YARGITAY 17.Hukuk Dairesi Esas: 2020/ 423 Karar: 2020 / 4669 Karar Tarihi: 09.07.2020

Taraflar arasındaki, trafik kazası nedeniyle tazminat davası üzerine yapılan yargılama sonunda, kararda yazılı nedenlerle davanın kısmen kabulüne ilişkin verilen hüküm, davalı … Turizm ve Tic. Ltd. Şti. vekili tarafından temyiz edilmekle dosya incelendi, gereği düşünüldü:

-K A R A R-
Davacı vekili; davalıların sürücüsü, malik ve trafik sigortacısı olduğu aracın davacılar desteğine çarptığını, desteğin vefat ettiğini belirterek baba Yahya ve anne Emine lehine ayrı ayrı 20.000,00 TL ‘den toplam 40.000,00 TL maddi tazminatın, her bir davacı için ayrı ayrı 50.000,00 TL manevi tazminatın dava tarihinden itibaren işleyecek yasal faizi ile birlikte davalılardan tahsiline karar verilmesini talep ve dava etmiştir.

Davalılar davanın reddini savunmuşlardır.

Mahkemece toplanan deliller ve tüm dosya kapsamına göre, davanın kısmen kabulü ile davacı anne … için 45.000,00 TL, davacı Baba … için 45.000,00 TL, davacı … için 30.000,00 TL davacı … için 30.000,00 TL olmak üzere toplam 150.000,00 TL manevi tazminatın dava tarihinden itibaren işleyecek yasal faizi ile birlikte Sigorta şirketi dışındaki davalılardan müştereken ve müteselsilen alınarak davacı tarafa ayrı ayrı verilmesine, fazlaya ilişkin tüm taleplerin reddine, karar verilmiş; hüküm, davalı … Turizm ve Tic. Ltd. Şti. vekili tarafından temyiz edilmiştir.

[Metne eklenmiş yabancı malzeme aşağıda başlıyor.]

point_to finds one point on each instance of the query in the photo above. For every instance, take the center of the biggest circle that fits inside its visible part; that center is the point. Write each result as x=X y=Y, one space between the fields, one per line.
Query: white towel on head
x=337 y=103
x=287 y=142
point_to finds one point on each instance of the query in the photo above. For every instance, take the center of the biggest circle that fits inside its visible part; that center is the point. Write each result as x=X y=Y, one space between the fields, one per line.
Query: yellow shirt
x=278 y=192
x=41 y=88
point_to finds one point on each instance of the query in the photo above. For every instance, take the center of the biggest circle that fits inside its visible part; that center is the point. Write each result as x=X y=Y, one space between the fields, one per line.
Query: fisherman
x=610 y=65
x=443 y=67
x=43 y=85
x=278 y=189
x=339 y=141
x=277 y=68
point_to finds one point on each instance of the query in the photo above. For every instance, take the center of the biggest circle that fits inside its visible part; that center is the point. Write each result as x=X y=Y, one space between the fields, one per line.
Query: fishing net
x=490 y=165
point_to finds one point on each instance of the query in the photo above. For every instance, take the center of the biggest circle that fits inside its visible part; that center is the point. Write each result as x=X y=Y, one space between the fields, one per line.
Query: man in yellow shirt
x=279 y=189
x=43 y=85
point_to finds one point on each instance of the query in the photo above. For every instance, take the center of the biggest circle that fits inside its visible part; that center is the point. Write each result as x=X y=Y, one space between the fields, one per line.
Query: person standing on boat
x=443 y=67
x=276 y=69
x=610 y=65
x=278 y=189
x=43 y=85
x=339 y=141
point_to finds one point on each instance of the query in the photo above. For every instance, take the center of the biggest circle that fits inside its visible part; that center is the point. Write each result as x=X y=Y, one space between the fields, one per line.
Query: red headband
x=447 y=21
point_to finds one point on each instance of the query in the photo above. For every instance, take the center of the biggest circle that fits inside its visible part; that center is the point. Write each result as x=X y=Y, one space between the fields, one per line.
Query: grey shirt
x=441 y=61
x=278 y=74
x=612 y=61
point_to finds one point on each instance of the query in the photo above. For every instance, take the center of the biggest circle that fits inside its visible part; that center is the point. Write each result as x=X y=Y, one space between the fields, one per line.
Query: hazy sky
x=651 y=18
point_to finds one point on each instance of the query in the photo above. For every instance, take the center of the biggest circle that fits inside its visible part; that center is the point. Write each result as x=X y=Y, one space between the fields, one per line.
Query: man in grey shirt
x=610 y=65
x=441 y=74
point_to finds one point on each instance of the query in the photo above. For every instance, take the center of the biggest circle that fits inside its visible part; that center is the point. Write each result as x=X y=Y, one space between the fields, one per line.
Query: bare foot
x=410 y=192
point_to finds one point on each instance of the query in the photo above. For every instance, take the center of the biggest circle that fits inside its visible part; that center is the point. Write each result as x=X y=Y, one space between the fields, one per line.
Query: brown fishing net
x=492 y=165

Dava trafik kazası nedeniyle tazminat istemine ilişkindir.

2918 sayılı KTK hükümlerine göre, trafik kaydı “işleteni” kesin olarak gösteren bir karine değilse de, onun kim olduğunu belirleyen güçlü bir kanıt niteliğindedir. Ancak, trafik kaydına rağmen işletenliğin 3. kişi üzerinde bulunmasını engelleyen bir yasa hükmü yoktur. Aynı yasanın 3. maddesinde, “İşleten: Araç sahibi olan veya mülkiyeti muhafaza kaydıyla satışta alıcı sıfatıyla sicilde kayıtlı görülen veya aracın uzun süreli kiralama, ariyet veya rehin gibi hallerde kiracı, ariyet veya rehin alan kişidir. Ancak, ilgili tarafından başka bir kişinin aracı kendi hesabına ve tehlikesi kendisine ait olmak üzere işlettiği ve araç üzerinde fiili tasarrufu bulunduğu ispat edilirse, bu kimse işleten sayılır.” şeklinde tanımlanmıştır. Aynı kanunun 85. maddesinde ise, “Bir motorlu aracın işletilmesi bir kimsenin ölümüne veya yaralanmasına yahut bir şeyin zarara uğramasına sebep olursa, motorlu aracın bir teşebbüsün ünvanı veya işletme adı altında veya bu teşebbüs tarafından kesilen bilet ile işletilmesi halinde, motorlu aracın işleteni ve bağlı olduğu teşebbüsün sahibi, doğan zarardan müştereken ve müteselsilen sorumlu olurlar.” hükmüne yer verilmiştir.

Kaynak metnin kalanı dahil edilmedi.